One challenge has been that there is sometimes a tension between prioritizing calling out the bad actors or structures that reinforce inequality vs. focusing on what disadvantaged groups can do themselves through personal empowerment. Even writing the word empowerment is controversial! In the worst cases, I see people saying that personal empowerment is some kind of illusion or slight of hand to try to sell you on *not* fixing structural inequalities. This has a lot to do with false choices some liberal and conservatives policymakers alike presented to the public in the past between reducing structural inequality and personal empowerment. Ideally we wouldn't treat these solutions as competitors, but as complements.

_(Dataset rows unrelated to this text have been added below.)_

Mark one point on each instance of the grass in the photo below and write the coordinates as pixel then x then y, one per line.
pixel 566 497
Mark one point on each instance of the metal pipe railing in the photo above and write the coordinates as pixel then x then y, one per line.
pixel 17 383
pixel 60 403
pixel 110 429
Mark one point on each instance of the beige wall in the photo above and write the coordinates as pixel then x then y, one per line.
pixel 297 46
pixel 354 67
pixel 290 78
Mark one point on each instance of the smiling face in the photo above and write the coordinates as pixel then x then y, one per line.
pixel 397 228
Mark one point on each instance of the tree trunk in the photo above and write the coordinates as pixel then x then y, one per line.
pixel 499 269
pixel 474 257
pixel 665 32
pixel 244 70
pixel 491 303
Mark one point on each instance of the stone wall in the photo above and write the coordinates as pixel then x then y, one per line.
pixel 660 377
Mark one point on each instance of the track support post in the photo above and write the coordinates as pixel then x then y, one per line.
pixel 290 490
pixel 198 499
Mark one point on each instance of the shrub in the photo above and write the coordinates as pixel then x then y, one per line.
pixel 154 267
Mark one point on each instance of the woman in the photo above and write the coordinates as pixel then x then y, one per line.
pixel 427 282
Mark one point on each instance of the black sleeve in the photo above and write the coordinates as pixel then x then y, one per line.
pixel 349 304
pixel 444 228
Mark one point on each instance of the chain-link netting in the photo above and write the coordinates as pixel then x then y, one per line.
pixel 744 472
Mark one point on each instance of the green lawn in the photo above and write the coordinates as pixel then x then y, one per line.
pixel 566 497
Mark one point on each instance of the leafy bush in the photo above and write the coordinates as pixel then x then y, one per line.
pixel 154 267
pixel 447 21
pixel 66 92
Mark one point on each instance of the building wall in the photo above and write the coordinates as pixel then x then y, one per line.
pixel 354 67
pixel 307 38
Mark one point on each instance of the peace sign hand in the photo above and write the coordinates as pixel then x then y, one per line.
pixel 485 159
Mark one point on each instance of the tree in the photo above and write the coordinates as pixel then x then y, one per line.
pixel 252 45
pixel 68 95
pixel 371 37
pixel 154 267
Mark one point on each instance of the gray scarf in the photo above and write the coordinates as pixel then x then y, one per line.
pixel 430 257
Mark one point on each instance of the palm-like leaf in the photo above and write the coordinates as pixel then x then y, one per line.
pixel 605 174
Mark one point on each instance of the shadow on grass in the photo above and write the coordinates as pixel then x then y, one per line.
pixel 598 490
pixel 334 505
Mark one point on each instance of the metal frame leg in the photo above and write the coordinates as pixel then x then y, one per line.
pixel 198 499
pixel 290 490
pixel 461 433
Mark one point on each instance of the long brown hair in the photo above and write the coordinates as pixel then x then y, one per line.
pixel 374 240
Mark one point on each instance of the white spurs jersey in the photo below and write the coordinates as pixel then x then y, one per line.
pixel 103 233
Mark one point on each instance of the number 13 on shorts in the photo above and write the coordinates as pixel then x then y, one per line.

Wonks can affect parental attitudes too, they just need to build that muscle better. As corny as it sounds, nationally prominent PSAs to parents about evidence-based, high ROI methods of supporting your kids learning at home matter! And of course, "Make it easy!" in the Thaler/Sunstein choice architecture sense: Why not send a cheap, self-contained phonics workbook like "Teach Your Child to Read in 100 Easy Lessons" to every new parent when their kid turns 3, like those Finnish Baby Boxes they send to make it easy not to co-sleep. Wonks or experts CAN affect very intimate, challenging things about what parents do - look at what happened with switching parents to have babies sleep on backs! And believe me, it is incredibly effortful to make a baby sleep on their back if they don't want to - much more effortful and stressful than doing 5-10 minutes of phonics with your kid each night for 6 months.